Question about OpenCL for FPGA

jefflieu · January 27, 2013, 7:46pm

Hi guys,
I’m an FPGA developer. Would like to know more about this OpenCL thingy. Altera’s rolling out their own SDK to support OpenCL on Altera’s FPGA. However, they’re very secretive about this program ?!?!

I don’t know anything about OpenCL technology. I Know that it defines certain APIs to communicate between the host and devices.

So, let’s say i have an FPGA board connected to host via PCIe. I have an application and would like to have it run on this heterogeneous system using OpenCL.

Questions:

what are the missing parts that OpenCL doesn’t define and they’re left to system vendor? I suppose Altera is doing these things? PCIe drivers, libraries …
I suppose these should all be the same for all FPGAs. Is there any open-source project for this purpose: infrastructure for both FPGA sides and host sides?

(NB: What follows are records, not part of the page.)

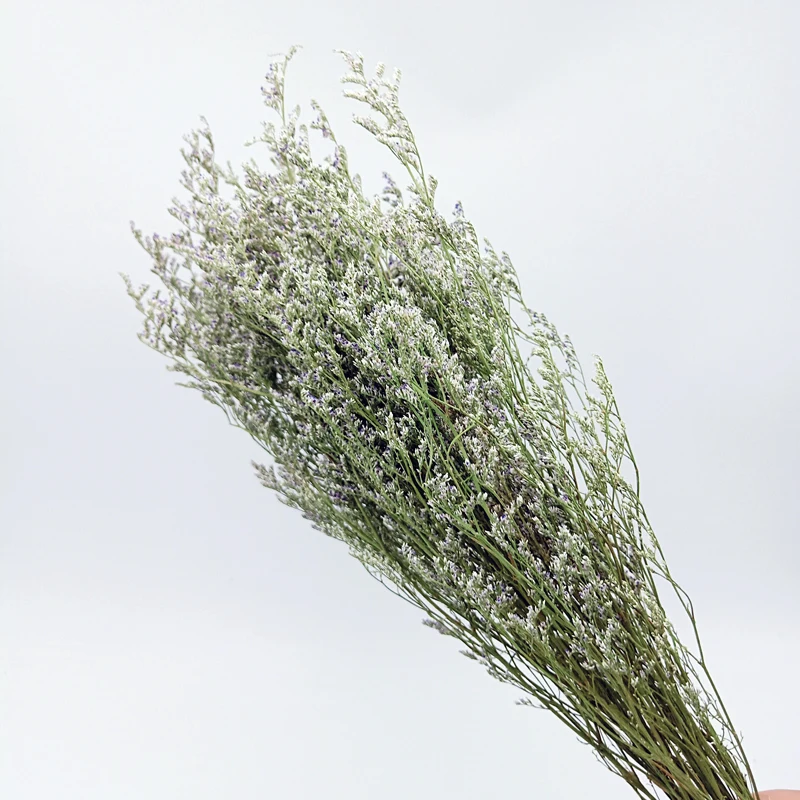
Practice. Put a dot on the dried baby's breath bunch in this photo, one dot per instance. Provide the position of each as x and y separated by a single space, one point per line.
370 349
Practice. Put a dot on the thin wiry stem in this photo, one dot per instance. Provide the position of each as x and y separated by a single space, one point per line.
374 355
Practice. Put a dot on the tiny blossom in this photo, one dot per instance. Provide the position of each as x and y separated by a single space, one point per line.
373 353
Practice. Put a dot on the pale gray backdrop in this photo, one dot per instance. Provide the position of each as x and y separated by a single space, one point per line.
168 628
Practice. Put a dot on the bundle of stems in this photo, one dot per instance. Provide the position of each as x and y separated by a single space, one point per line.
371 350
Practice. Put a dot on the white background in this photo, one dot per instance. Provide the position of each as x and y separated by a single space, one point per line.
168 629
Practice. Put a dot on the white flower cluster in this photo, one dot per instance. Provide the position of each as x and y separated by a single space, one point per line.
372 354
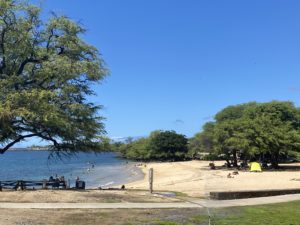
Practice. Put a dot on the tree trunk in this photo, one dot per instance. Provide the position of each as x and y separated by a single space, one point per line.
234 158
274 160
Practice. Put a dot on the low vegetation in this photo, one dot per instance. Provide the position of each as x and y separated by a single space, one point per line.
160 145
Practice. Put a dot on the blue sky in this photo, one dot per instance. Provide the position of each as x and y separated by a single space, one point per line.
175 63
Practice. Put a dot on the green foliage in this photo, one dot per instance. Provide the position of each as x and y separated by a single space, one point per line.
46 71
253 130
160 145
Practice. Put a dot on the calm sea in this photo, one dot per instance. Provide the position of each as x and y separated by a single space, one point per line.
102 169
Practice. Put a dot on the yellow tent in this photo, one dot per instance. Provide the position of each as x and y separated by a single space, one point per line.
255 167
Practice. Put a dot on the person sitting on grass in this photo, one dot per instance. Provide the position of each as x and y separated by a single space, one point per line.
229 176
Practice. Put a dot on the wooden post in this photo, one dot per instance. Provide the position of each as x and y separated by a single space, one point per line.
151 180
44 184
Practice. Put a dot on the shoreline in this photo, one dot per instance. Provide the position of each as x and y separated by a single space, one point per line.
196 179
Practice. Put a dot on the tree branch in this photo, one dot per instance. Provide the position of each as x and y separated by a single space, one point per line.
2 150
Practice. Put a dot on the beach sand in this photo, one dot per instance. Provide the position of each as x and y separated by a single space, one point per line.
196 179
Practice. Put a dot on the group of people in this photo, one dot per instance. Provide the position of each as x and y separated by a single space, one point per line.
57 181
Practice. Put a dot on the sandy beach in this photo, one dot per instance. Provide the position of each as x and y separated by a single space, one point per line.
196 179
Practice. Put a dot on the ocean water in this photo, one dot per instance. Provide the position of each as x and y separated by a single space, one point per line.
102 169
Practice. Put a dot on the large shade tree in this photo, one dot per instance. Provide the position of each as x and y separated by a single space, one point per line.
46 72
255 130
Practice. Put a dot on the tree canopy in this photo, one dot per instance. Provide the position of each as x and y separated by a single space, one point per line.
46 72
160 145
254 130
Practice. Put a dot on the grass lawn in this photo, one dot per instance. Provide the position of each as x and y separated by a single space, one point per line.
276 214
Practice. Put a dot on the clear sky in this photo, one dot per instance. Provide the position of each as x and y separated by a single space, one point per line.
175 63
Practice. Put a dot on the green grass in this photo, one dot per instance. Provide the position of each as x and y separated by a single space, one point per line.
275 214
282 213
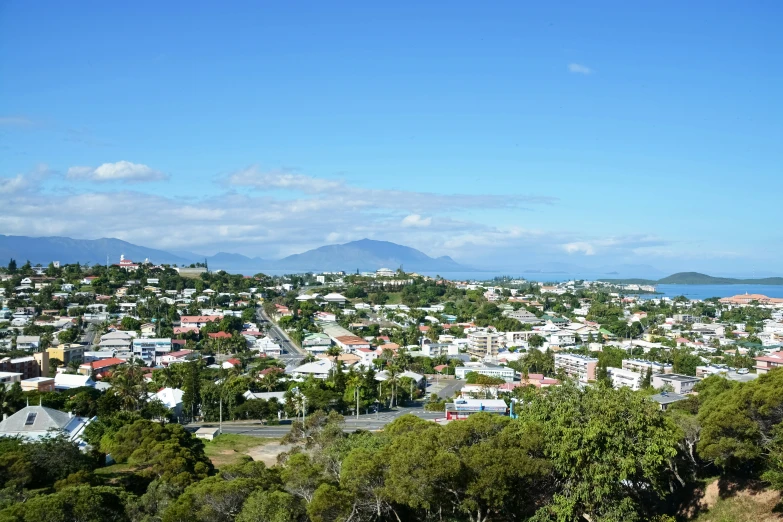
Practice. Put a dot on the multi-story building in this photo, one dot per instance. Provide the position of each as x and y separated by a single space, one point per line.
67 353
150 350
682 384
580 367
34 365
523 316
9 378
463 408
641 366
28 342
198 321
483 344
621 377
41 384
766 363
490 370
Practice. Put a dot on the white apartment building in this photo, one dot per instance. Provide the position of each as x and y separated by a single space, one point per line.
483 344
523 316
151 349
682 384
640 366
576 366
490 370
628 378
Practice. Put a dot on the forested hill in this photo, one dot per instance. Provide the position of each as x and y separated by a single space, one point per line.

Thanks for your comments/opinions,
-Jeff

clint3112 · January 28, 2013, 5:08am

I think the most imortant thing the vendor gives you is the compiler.

jefflieu · January 28, 2013, 6:29pm

Hi,
I thought the generic compiler with opencl support will do?
Vendor only provides the runtime libraries? Isn’t it?

Thanks
-Jeff

matthiasv · January 28, 2013, 11:31pm

There is no generic compiler nor a standardized bytecode. Each vendor must provide a compiler not only because of this but also because OpenCL sources are compiled at run-time. But on the other hand, you can think of an OpenCL compiler as part of a vendor’s run-time library.

jefflieu · January 29, 2013, 7:02am

Hi Matthiasv,
Thank you for clarifying.

Sorry if i asked dumb question/assumptions because I still don’t get the “big picture” of the whole compilation process.
If the vendor provides the compiler, what compiler if i have a platform with accelerators from different vendors? By vendors, I mean Accelerator Vendor: GPU, FPGA.

Any pointer to the concept compilation flow is much appreciated. So far, with internet search I can only find tutorials that focuses on the details, I’d like to understand roughly how the compiler binds the system with host and accelerators together.

Thanks a lot!!!

matthiasv · January 29, 2013, 7:52am

Well, it all boils down to some simple abstractions. You write your OpenCL code in portable OpenCL C. Then you use one of the installed platform objects and create a context, containing as many devices as available (e.g. CPUs, GPUs or in the future FPGAs). Within this context, you compile your OpenCL code using clCreateProgramWithSource. You receive an opaque cl_program pointer, which means you don’t know exactly what the result is*. From this program you extract your individual kernel objects that you launch from the host side via clEnqueueNDRangeKernel.

So, it is more appropriate to think of the run-time as the heart (and glue) of an OpenCL implementation instead of the compiler. The compiled binary gets transferred to devices just like any other data.

Actually, you can dump the result with clGetProgramBuildInfo, but it is not a portable representation of OpenCL code.

jefflieu · January 29, 2013, 5:08pm

Hi Matthiasv,

I think i roughly understand the flow. Just one more doubt.
If my system has 1 NVIDIA GPU and 1 FPGA, then the OpenCL implementation would have a few kernels to be run on GPUs and a few on FPGA. The binaries of those kernels are totally different. I believe the binaries for FPGA have to be compiled offline and loaded to FPGA by totally different tool-chain.

How many compilers are there totally? Are there 3?
– 1) Compiler to compile kernels to be run on FPGA
– 2) Compiler to compile kernels to be run on NVIDIA
– 3) Compiler to compile codes targeting CPU
Am I right? How do they work together?

Thank you!

I have downloaded the NVIDIA and VisualC++ Express. I’ll get some hands-on and hopefully get a better idea. Thank you, Matt!

matthiasv · January 29, 2013, 11:39pm

Hi Jeff,

the number of compilers depends on the number of platforms. For example, the AMD system enumerates its own GPUs as well as all physical CPUs. Thus, you could use clCreateProgramWithSource to build binaries for (AMD) GPUs and the host CPU. But you could tell at startup what is possible because you can query each device for its “underlying” type.

How Altera or Xilinx are handling this, would be on their behalf. You would just call the aforementioned function and the tool chain does whatever is required to upload the compiled binary. And yes, the binaries of different platforms (or even different devices) cannot be interchanged.

What is important: you are responsible on host side to transfer data between different platforms and synchronize potentially asynchronous operations.

jefflieu · January 30, 2013, 4:18pm

Thank you !
Let me have some hands-on and bug you further!
Thanks!
-Jeff

ramkumarkoppu · February 15, 2013, 3:56pm

Hi,
You can find more about OpenCL implementation for Altera FPGAs here:
http://www.altera.com/products/software … index.html
Currently their target is to support platform consist of Stratix+PCIe+Shared Memory. The expected first release is in April 2013 with Quartus-II. I hope this helps.